By law, the flour in sliced and wrapped bread must have minerals and vitamins added to it to replace the nutrients lost in the milling process. One of them, calcium carbonate, is derived from chalk. Ascorbic acid, E300 (vitamin C), is added to ‘improve’ the flour, strengthening it so it rises well. There will be preservatives, either vinegar (acetic acid, E260) or calcium propionate (E282), which it is claimed prevent the absorption of added calcium in the bread. Emulsifiers (E471 and E472) stabilise the dough, improve the crumb structure and keep the bread soft.

Are all the additives listed on labels?

No. Sliced and wrapped bread may have amylase enzymes added, which soften the loaf, but as they are destroyed during baking they do not need to be listed on the label.

Does bread contain fat?

Yes. Bakers have found that fats, too, give bread a long shelf life (as if there were not enough other additives in there to keep the stuff going until next year). The fats are either fractionated (processed using centrifugal force) or hydrogenated (which contain transfats, see page 222).

Are there GM ingredients in bread?

Bakeries, even the big guys, do their best to keep any GM ingredients out of bread because they know shoppers hate the idea of it. Soya, which is widely used in sliced and wrapped bread to whiten it, and soya lethicin, an emulsifier, are also used. Soya lethicin could be GM contaminated but the quantity in the bread will not exceed the set limit for ingredients in food, so you will not see it on the label. By law, labels must indicate if a product contains more than 0.9 per cent GM ingredients.

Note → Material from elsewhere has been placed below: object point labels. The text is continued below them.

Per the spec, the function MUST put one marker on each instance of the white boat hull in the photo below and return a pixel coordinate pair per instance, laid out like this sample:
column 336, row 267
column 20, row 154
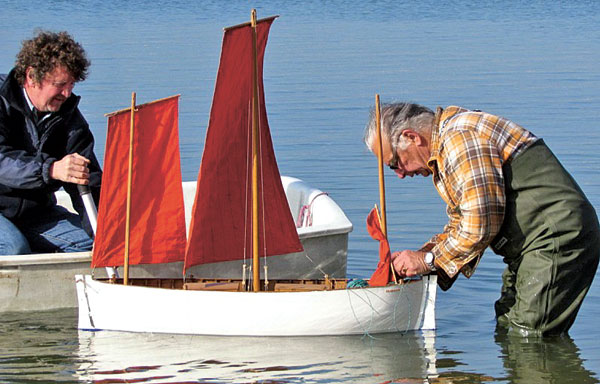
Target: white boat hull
column 45, row 281
column 105, row 306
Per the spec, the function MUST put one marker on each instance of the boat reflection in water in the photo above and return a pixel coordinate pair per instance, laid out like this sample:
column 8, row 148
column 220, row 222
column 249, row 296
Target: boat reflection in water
column 116, row 357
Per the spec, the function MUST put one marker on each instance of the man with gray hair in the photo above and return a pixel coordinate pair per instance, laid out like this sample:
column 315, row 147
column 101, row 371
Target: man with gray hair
column 45, row 144
column 505, row 189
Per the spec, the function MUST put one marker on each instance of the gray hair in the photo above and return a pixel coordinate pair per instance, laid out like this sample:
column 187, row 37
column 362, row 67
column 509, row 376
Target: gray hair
column 397, row 117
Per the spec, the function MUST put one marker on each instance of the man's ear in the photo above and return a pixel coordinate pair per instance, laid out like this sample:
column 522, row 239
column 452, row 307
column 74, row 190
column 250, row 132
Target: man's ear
column 30, row 77
column 413, row 136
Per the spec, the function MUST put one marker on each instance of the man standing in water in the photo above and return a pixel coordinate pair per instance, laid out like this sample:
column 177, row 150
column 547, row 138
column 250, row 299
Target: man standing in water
column 503, row 188
column 45, row 144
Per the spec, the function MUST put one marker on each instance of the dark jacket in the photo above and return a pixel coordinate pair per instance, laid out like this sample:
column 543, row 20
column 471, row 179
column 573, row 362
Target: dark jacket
column 28, row 148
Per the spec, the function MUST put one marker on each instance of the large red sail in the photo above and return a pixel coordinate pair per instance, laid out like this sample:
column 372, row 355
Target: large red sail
column 157, row 222
column 221, row 221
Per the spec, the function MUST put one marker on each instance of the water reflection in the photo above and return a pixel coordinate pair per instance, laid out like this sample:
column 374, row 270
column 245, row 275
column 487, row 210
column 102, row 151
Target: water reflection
column 548, row 360
column 111, row 357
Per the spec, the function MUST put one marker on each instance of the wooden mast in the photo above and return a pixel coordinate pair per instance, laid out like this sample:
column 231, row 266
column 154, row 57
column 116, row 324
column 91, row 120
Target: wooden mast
column 129, row 180
column 255, row 257
column 383, row 216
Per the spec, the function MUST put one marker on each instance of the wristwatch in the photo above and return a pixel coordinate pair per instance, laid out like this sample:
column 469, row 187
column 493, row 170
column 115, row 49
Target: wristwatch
column 429, row 257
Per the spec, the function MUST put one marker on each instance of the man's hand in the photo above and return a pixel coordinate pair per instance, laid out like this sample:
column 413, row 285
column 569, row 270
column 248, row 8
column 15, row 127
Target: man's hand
column 409, row 263
column 71, row 169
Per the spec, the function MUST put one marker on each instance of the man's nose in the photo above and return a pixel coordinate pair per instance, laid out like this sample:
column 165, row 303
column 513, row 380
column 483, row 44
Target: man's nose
column 67, row 90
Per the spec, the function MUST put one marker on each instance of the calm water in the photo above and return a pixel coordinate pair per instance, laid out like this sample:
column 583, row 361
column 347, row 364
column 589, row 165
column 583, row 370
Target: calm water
column 535, row 62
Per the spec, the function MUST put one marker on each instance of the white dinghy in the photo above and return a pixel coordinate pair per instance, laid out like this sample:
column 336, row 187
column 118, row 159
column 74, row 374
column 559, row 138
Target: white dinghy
column 241, row 214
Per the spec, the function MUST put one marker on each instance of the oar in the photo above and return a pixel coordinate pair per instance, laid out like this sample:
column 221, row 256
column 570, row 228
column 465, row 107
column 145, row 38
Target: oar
column 382, row 217
column 92, row 213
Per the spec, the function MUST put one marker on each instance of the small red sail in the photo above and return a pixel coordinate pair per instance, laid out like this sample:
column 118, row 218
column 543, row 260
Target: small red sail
column 383, row 274
column 221, row 224
column 157, row 222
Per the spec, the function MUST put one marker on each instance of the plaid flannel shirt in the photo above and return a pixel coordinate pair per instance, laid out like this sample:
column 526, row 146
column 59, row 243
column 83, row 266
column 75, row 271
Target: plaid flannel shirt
column 468, row 149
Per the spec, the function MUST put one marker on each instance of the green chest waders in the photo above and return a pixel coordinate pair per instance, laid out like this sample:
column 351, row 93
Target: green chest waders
column 550, row 241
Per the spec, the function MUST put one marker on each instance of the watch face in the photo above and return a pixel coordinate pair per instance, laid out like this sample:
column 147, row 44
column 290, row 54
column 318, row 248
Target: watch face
column 429, row 258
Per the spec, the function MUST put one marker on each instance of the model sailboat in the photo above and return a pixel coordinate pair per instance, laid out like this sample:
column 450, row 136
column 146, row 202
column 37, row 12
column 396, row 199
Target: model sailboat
column 241, row 212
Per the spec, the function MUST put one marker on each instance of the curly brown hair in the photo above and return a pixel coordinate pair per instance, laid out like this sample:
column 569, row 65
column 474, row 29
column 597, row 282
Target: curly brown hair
column 46, row 51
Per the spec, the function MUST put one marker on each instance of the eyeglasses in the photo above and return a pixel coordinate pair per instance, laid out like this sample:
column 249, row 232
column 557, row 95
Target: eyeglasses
column 393, row 164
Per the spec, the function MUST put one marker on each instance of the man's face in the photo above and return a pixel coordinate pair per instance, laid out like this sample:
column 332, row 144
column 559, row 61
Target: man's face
column 52, row 91
column 406, row 162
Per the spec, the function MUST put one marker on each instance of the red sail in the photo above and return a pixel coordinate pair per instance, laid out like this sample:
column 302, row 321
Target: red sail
column 157, row 223
column 383, row 274
column 221, row 224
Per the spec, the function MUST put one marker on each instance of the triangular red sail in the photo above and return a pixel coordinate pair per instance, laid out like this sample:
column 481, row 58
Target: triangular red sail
column 157, row 223
column 383, row 274
column 221, row 221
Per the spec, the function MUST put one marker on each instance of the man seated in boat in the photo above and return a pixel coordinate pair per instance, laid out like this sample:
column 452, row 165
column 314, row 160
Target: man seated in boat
column 45, row 144
column 504, row 188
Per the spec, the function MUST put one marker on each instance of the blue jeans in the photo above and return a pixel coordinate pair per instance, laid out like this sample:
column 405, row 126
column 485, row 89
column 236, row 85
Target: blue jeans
column 53, row 230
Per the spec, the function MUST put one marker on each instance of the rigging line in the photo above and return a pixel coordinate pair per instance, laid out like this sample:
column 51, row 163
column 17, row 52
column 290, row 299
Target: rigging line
column 262, row 190
column 248, row 161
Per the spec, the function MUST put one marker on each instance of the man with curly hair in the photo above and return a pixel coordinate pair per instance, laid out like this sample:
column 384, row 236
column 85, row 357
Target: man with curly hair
column 45, row 144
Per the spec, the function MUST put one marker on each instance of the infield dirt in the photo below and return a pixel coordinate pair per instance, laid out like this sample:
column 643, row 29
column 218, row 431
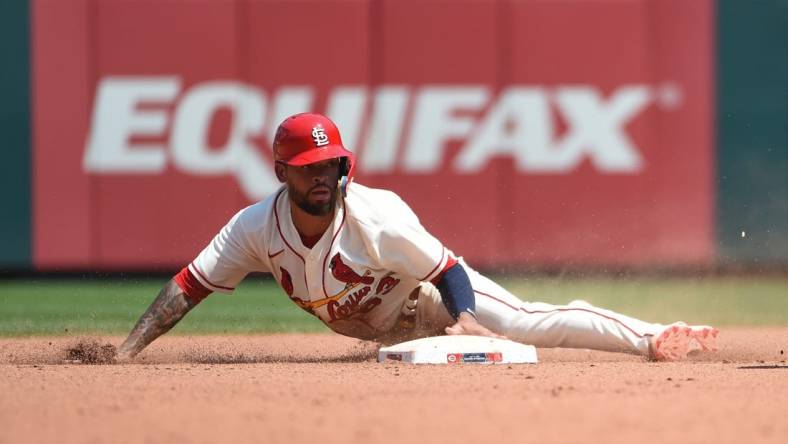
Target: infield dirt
column 329, row 389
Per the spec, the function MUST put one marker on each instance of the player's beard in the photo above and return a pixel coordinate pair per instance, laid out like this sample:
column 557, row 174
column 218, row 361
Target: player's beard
column 315, row 209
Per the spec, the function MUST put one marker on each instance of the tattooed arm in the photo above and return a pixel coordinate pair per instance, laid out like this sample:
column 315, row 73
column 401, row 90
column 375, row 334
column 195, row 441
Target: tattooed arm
column 169, row 307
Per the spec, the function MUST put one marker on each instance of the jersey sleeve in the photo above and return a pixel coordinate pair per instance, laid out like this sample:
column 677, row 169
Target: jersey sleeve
column 228, row 258
column 405, row 246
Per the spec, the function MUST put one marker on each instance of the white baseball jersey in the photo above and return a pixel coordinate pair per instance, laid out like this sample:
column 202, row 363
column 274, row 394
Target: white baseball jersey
column 358, row 276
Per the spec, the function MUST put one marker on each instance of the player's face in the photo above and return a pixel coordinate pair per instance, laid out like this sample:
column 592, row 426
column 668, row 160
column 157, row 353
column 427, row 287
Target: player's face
column 313, row 187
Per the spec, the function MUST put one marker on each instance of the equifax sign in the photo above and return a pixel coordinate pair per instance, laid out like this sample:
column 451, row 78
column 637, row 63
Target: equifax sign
column 393, row 128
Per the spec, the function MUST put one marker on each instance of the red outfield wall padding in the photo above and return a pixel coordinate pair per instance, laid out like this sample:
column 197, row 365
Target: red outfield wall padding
column 522, row 133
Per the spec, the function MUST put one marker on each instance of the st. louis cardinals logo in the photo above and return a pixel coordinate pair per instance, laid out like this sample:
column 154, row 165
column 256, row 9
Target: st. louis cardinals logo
column 354, row 302
column 319, row 135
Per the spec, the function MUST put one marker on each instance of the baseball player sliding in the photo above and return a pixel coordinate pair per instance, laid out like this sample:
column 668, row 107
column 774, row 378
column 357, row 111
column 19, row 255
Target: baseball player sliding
column 359, row 259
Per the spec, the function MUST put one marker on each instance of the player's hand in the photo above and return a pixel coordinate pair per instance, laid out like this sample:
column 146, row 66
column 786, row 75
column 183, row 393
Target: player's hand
column 468, row 325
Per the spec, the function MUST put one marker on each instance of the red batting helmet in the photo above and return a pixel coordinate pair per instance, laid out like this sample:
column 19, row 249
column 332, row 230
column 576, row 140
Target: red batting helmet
column 308, row 138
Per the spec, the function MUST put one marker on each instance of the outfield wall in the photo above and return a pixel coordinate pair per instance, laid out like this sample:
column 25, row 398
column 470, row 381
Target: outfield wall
column 525, row 134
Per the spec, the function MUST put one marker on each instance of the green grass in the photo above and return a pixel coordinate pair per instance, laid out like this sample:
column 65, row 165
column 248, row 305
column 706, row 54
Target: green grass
column 58, row 307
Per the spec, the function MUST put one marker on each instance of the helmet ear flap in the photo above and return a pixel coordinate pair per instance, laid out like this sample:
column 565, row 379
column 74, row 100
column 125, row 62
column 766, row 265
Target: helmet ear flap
column 344, row 175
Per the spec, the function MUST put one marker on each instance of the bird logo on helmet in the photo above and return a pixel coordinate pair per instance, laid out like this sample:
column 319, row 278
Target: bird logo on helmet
column 307, row 138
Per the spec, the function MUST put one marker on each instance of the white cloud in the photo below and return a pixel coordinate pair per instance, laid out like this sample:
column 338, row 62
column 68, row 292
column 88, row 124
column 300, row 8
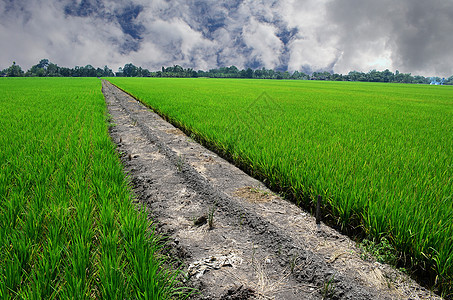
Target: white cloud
column 409, row 35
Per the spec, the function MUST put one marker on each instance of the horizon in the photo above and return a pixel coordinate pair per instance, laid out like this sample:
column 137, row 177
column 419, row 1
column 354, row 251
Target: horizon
column 314, row 36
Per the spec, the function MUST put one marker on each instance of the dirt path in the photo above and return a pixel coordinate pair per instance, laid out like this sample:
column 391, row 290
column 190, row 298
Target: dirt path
column 260, row 246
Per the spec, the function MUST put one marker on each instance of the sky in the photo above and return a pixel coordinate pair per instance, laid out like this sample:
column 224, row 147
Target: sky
column 411, row 36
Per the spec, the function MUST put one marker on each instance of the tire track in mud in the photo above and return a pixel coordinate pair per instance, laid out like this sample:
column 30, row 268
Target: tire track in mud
column 261, row 246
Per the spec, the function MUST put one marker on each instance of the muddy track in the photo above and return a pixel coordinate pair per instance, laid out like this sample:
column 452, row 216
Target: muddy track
column 260, row 246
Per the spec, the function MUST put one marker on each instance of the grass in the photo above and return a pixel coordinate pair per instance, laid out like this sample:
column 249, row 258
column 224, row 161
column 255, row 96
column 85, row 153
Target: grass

Not reassuring, but the bread companies would be crazy not to track the soya content in their bread for fear of being caught.

What is sourdough bread?

Any bread that has been made using a slow fermentation process, where slow-acting wild yeasts are used, can claim to be a sourdough. Even baguettes and ciabatta are sourdoughs but it is more pronounced in breads such as Poilâne (see page 79). Beware fakes. Olive oil is sometimes used to darken ciabatta to the greyish colour associated with sourdoughs. You can always tell by the taste, which should be rounded and ripe.

Is yeast a natural product?

Not exactly. Yeast for the commercial bread industry is ‘grown’ on non-organic molasses (a by-product of sugar production). The yeast itself is natural but environmental campaigners say the production process pollutes the environment. The waste products from yeast production include sulphuric acid, phosphoric acid, magnesium sulphate, cleaning agents and disinfectants – all pollutants if released into the water supply. Organic bakers are permitted to use this yeast but many craft bakers now use ‘wild’ yeasts, grown on bases of flour and fruit, which do not leave a by-product. Wild yeast gives bread a ripe, nutty flavour – hence sourdough bread.

How can I avoid bread with additives?

That’s easy – choose bread that is made with the original basic ingredients: flour, water, yeast and salt. A little vegetable oil or butter is fine, a little sugar gets the bubbles going. Read labels.

Are there additives in organic bread?

Yes – organic bakers can add vinegar and ascorbic acid flour improvers, but not all do.

Are there pesticide residues on bread?

In surveys in 2002, residues were found on over 50 per cent of loaves tested (although stated to be at safe levels). Residues were found on 26 per cent of speciality breads. No residues were found on organic loaves.